The operator of PrimeStreams was polite in response, thanked the hacker for the heads-up, and offered a free account for advising the vulnerability. But that wasn’t enough.
“The bad news for yourselves is that this mistake is going to cost you,” the person replied.
Detailing internal information about how many subscribers’ the service has on the books, including around 121,000 with active subscriptions, the attacker went on to state that the business had a responsibility to protect its customers “and this is a responsibility you have failed.”
PrimeStreams’ operator did the responsible thing and didn’t attempt to hide anything from his customers. Knowing that the information would probably leak out anyway, he took full responsibility for the breach.
“100% my fault and I accept 100% responsibility,” he wrote.
Nevertheless, the attacker wanted to make PrimeStreams pay. Claiming that he/she was the same person that had targeted Helix last week, the person demanded that PrimeStreams should either shut down or pay a significant ransom.
“They are now demanding 10BTC from me 70K lol,” PrimeStreams’ operator wrote. “I have no idea if it’s the same person, I have no idea if they actually were able to use the info in the store site to get into the [database] and download it, I will say that it would be possible though.”

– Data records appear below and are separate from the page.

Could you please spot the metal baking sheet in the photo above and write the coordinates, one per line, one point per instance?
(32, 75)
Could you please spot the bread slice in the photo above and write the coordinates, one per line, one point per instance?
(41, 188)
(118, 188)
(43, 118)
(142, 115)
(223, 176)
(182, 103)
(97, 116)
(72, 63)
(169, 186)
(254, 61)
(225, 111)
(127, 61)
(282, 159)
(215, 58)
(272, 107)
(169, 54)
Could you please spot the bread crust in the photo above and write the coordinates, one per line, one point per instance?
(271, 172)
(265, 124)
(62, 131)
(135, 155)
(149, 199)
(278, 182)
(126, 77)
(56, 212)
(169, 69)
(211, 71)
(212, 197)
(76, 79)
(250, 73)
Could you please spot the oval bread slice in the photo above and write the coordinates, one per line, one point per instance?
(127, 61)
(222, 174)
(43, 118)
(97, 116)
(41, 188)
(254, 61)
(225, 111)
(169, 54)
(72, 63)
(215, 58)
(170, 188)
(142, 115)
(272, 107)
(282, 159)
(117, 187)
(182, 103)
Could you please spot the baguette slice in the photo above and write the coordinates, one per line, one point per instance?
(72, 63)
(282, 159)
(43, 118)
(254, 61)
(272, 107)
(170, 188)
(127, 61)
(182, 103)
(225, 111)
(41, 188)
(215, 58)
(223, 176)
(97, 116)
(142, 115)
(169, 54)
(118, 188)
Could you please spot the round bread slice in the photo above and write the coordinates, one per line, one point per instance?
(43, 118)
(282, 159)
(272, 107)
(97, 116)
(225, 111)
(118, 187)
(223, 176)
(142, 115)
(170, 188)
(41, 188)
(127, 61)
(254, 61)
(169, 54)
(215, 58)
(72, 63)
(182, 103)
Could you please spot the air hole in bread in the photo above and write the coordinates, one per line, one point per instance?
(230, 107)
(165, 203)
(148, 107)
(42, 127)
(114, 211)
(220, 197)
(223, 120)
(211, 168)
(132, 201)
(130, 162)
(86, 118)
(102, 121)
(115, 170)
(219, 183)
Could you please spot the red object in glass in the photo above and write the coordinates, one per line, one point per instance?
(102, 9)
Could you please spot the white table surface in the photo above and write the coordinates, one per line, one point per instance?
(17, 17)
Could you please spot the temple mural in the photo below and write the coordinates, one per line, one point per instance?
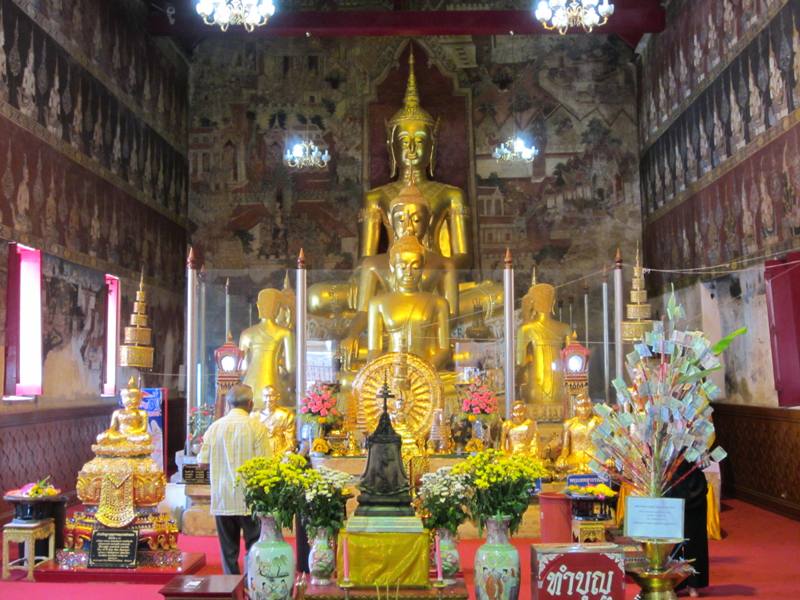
(576, 102)
(719, 170)
(93, 172)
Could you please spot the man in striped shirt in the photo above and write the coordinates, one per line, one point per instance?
(227, 444)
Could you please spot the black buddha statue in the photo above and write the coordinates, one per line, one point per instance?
(385, 490)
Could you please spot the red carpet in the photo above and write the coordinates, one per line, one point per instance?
(757, 559)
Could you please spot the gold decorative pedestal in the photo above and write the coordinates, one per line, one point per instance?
(660, 574)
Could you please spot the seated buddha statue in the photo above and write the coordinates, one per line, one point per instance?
(519, 434)
(539, 342)
(577, 447)
(127, 435)
(269, 344)
(408, 319)
(409, 215)
(279, 421)
(411, 141)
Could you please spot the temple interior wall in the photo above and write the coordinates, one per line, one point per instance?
(720, 169)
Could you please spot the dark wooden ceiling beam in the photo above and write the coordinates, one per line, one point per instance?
(631, 19)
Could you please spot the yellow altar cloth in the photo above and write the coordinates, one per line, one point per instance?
(385, 559)
(712, 514)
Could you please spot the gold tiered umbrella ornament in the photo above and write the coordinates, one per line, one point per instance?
(137, 349)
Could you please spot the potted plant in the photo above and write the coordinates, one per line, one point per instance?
(323, 512)
(479, 407)
(274, 489)
(442, 503)
(502, 487)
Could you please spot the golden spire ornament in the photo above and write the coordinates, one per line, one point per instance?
(639, 310)
(137, 350)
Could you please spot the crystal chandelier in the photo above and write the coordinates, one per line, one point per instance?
(306, 155)
(514, 149)
(247, 13)
(563, 14)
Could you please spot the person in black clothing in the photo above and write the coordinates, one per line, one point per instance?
(693, 489)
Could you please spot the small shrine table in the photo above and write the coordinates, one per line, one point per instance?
(216, 587)
(457, 591)
(27, 533)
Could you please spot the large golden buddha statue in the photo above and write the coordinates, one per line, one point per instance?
(269, 344)
(539, 342)
(411, 141)
(518, 434)
(407, 319)
(577, 447)
(279, 421)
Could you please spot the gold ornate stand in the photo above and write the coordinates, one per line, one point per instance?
(660, 574)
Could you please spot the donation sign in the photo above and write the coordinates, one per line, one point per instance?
(114, 548)
(578, 571)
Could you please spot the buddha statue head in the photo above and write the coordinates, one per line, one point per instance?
(519, 413)
(542, 298)
(271, 396)
(406, 262)
(584, 408)
(411, 132)
(270, 303)
(410, 213)
(131, 396)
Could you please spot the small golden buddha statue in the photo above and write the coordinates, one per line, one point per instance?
(411, 141)
(539, 342)
(577, 447)
(413, 321)
(279, 421)
(127, 435)
(518, 434)
(269, 344)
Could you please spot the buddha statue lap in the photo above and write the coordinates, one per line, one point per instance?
(577, 447)
(539, 342)
(519, 434)
(269, 344)
(279, 421)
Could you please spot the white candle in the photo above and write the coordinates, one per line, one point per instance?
(438, 553)
(345, 559)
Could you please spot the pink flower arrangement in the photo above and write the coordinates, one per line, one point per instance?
(320, 403)
(479, 401)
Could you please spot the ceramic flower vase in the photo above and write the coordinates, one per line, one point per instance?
(497, 572)
(451, 561)
(321, 558)
(270, 564)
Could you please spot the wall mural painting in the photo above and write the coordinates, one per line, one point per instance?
(50, 87)
(250, 97)
(751, 210)
(755, 93)
(753, 207)
(698, 42)
(110, 39)
(54, 204)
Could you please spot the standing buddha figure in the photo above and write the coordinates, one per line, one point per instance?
(539, 342)
(577, 447)
(269, 344)
(519, 435)
(278, 420)
(411, 141)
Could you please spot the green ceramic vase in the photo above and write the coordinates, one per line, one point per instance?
(497, 573)
(270, 564)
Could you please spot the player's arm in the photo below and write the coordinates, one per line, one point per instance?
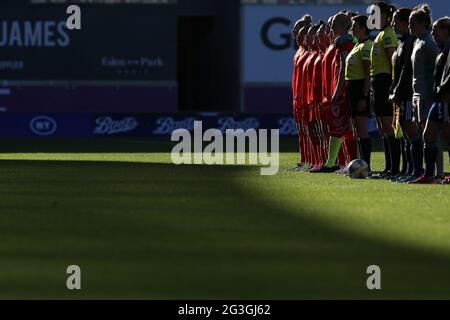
(341, 79)
(362, 104)
(404, 79)
(389, 53)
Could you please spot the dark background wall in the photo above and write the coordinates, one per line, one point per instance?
(196, 40)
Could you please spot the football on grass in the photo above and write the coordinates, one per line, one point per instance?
(358, 169)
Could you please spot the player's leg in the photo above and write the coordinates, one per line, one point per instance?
(431, 150)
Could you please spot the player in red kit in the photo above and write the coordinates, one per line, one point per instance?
(301, 97)
(299, 31)
(306, 103)
(337, 113)
(315, 96)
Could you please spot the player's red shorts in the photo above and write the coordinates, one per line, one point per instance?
(338, 118)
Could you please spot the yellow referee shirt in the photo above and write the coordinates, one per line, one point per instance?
(354, 68)
(379, 61)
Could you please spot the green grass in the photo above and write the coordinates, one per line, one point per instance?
(140, 227)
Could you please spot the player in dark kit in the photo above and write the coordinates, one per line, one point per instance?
(401, 95)
(438, 117)
(423, 59)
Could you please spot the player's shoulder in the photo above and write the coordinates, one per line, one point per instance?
(389, 37)
(344, 40)
(366, 49)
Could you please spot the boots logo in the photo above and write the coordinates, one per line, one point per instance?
(43, 126)
(108, 126)
(230, 123)
(167, 125)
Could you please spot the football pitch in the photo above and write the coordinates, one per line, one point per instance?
(142, 228)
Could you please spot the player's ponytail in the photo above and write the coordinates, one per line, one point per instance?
(361, 21)
(403, 14)
(443, 23)
(307, 19)
(422, 14)
(386, 9)
(343, 20)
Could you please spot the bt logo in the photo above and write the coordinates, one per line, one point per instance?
(43, 126)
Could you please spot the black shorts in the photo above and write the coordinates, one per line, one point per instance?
(439, 112)
(354, 95)
(406, 111)
(381, 85)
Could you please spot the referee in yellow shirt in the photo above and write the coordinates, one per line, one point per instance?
(357, 75)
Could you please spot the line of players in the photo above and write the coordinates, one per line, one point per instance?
(344, 73)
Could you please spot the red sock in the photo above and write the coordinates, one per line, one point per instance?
(351, 147)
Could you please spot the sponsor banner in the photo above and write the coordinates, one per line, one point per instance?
(45, 125)
(162, 125)
(267, 44)
(89, 99)
(138, 125)
(36, 44)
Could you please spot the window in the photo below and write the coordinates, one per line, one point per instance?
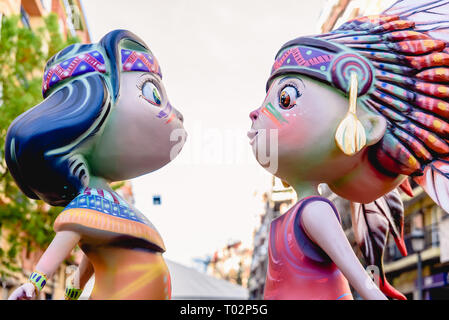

Interestingly the brief chat with the hacker also revealed two further pieces of information. Firstly, it claims that Helix tried to “outsmart” the attacker last week so, in response, the attacker “made a leak to torrentfreak that destroyed there business [sic].”
While we have no information about Helix’s actions behind the scenes, we can categorically deny the claim that any leak of any kind was made to TF. All of the information in our earlier report came from the notice placed by the attacker on Helix’s homepage or was culled from other public sources. At no time have we been offered, seen, or published any private information relating to the alleged hack.
The final detail is that Helix allegedly paid the ransom after the attacker began leaking information online, claims that we have been unable to confirm. Equally, we have been unable to confirm whether PrimeStreams paid a ransom after they were given just six hours to pay a huge amount in bitcoin or shut down their business.
Last evening, PrimeStreams was said to be “working diligently” to see if any logs could be found to indicate what the attacker may have downloaded or had obtained access to. This, its operator said, was to see “if this is a legit threat or just someone trolling.”
The outcome of that work isn’t clear but the latest report from PrimeStreams indicates that the issue has now been sorted out.
Given this is the second time in a week that an IPTV provider has suffered a security breach, questions will no doubt be raised about security at other suppliers.
We spoke to someone involved in the IPTV supply chain who informs us that while he prefers not to comment on operational security matters at specific providers, at the bare minimum customers should be signing up to services with a fake name and address, using a ‘clean’ email address, while avoiding PayPal, whenever possible.
“It won’t stop these low-level attacks but if they happen again only less useful info will be dumped,” he concludes.